A veces el amor es como un río
que se desvía entre piedras y maleza,
otras, es un susurro que se apaga
en la distancia de una llamada perdida.
Nos amamos, sí, pero ¿cómo?
con la urgencia del reloj que no espera,
con las dudas que brotan en silencio
y con el miedo constante de perderse.
Es curioso cómo nos buscamos
en cada esquina de la rutina diaria,
en los mensajes que nunca dicen todo
y en las miradas que esquivan lo profundo.
A veces nos amamos sin decirlo,
como quien guarda un secreto en los labios,
y otras veces lo gritamos tan fuerte
que las palabras se rompen en mil pedazos.

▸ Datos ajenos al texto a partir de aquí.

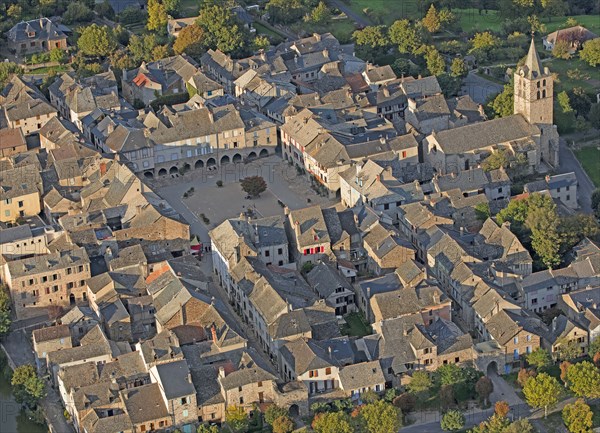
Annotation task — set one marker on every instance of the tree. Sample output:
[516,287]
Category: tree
[381,417]
[320,14]
[542,220]
[273,412]
[524,375]
[447,399]
[584,379]
[254,185]
[260,42]
[405,402]
[564,370]
[484,41]
[503,104]
[484,388]
[420,382]
[236,417]
[435,61]
[431,21]
[591,52]
[205,428]
[5,306]
[332,422]
[371,37]
[501,408]
[28,387]
[405,36]
[283,424]
[458,68]
[172,6]
[189,41]
[561,50]
[539,359]
[58,55]
[14,11]
[221,29]
[449,374]
[157,16]
[77,12]
[452,420]
[369,397]
[578,417]
[140,47]
[105,10]
[96,41]
[542,391]
[564,102]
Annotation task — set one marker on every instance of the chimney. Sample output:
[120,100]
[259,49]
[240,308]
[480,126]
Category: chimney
[297,229]
[213,331]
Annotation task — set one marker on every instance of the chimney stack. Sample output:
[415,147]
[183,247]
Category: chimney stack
[213,331]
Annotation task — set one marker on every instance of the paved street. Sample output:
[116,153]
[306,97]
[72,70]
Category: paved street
[568,163]
[478,88]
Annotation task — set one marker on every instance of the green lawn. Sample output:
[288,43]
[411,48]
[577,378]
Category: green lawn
[471,21]
[589,157]
[590,22]
[387,11]
[48,69]
[356,325]
[189,8]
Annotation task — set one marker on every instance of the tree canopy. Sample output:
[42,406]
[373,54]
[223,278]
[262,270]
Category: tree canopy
[96,41]
[542,390]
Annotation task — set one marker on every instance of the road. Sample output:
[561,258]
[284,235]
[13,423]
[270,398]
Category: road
[569,163]
[478,88]
[359,19]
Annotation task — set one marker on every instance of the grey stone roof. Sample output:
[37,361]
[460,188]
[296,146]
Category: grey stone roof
[484,134]
[175,379]
[406,301]
[48,262]
[362,375]
[245,376]
[145,403]
[43,29]
[326,279]
[17,233]
[304,354]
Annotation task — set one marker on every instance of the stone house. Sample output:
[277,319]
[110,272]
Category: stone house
[50,339]
[38,35]
[12,142]
[56,279]
[25,107]
[303,360]
[362,377]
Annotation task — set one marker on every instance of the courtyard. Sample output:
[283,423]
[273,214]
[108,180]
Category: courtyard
[208,205]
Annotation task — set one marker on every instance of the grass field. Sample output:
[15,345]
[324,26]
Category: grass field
[189,8]
[471,21]
[590,22]
[356,326]
[589,157]
[388,11]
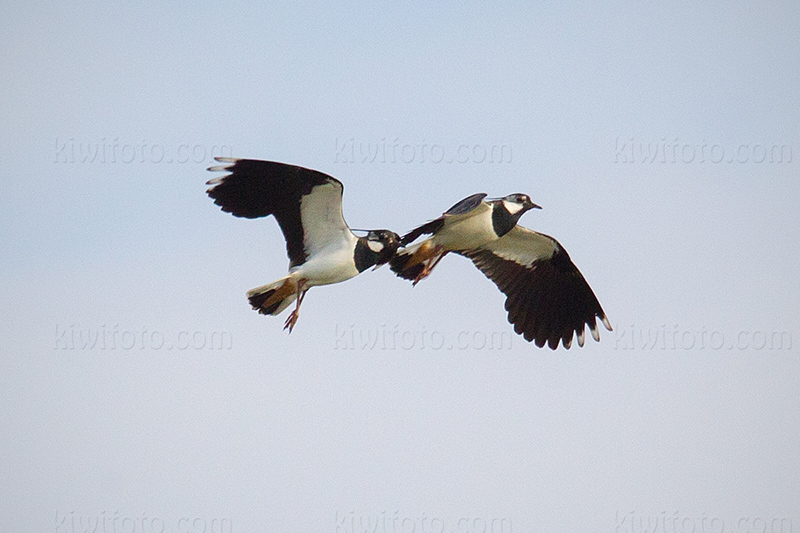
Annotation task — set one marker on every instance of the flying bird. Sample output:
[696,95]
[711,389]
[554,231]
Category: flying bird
[307,204]
[547,298]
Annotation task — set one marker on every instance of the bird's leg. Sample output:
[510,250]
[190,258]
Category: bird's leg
[292,320]
[429,264]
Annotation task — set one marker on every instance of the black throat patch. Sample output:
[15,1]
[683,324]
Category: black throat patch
[502,220]
[364,256]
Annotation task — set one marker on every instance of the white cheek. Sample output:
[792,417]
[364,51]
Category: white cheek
[375,246]
[512,207]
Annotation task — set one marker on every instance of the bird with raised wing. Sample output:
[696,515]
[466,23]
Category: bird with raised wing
[547,298]
[307,204]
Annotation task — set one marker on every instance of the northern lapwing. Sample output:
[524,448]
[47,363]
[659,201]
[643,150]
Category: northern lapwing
[547,298]
[307,204]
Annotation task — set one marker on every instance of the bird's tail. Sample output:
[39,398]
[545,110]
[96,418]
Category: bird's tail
[274,297]
[416,262]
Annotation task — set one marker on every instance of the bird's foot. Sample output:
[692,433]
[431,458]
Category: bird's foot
[291,321]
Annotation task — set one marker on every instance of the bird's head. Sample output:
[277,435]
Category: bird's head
[518,203]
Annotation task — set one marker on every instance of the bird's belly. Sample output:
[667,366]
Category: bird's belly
[328,266]
[467,234]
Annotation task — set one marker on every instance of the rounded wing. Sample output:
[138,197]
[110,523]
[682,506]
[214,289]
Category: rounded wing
[306,203]
[548,299]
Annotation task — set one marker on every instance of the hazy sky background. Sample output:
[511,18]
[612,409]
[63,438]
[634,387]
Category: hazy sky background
[140,391]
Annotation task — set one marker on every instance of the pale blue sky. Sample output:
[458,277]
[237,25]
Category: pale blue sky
[389,401]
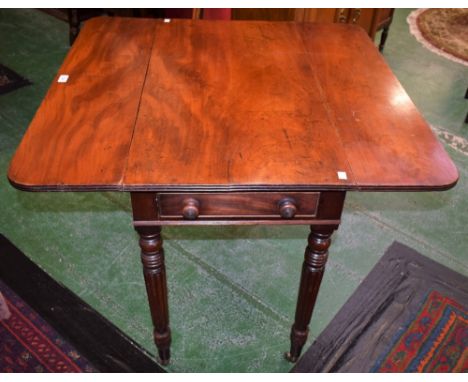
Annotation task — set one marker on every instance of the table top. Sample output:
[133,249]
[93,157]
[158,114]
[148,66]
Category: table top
[225,106]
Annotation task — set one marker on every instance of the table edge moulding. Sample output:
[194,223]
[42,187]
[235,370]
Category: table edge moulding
[228,123]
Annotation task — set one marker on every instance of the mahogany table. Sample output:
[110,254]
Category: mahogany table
[211,122]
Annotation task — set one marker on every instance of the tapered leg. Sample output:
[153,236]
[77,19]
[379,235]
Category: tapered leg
[152,257]
[315,258]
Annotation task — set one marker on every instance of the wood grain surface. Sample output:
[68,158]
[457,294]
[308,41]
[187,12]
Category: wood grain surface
[387,300]
[227,106]
[81,134]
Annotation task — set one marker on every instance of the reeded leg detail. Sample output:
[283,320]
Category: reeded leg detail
[315,258]
[154,271]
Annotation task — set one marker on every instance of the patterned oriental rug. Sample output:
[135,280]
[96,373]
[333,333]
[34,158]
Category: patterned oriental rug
[45,327]
[435,341]
[443,31]
[29,344]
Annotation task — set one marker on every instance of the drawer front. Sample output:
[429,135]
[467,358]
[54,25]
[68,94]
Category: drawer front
[245,205]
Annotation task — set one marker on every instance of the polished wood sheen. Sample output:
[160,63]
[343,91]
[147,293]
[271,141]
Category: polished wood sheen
[211,123]
[227,106]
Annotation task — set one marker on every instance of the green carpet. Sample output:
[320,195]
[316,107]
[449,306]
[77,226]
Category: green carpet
[232,290]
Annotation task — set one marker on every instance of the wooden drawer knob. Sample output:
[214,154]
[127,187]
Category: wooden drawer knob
[190,210]
[287,208]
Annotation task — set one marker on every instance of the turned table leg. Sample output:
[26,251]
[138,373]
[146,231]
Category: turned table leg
[315,258]
[152,257]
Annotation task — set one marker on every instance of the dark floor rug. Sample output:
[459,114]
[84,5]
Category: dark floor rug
[408,315]
[46,327]
[9,80]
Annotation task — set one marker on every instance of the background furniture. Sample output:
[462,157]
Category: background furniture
[371,19]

El amor tiene su manera de ser complejo,
de volverse un enredo de pensamientos,
de ser ese eco en la noche
que nos recuerda lo que no hemos dicho.
Nos duele el amor, y no lo negamos,
porque duele la incertidumbre de mañana,
porque la distancia es un puente frágil
y la cercanía, un laberinto sin salida.
A veces el amor es tan simple
como tomarse de las manos sin palabras,
pero otras veces es una batalla
contra el tiempo, contra el silencio, contra nosotros.
Y en medio de todo, nos encontramos,
aunque a veces solo sea por un instante,
porque el amor, aun con sus complicaciones,
es el único idioma que hablamos sin aprenderlo.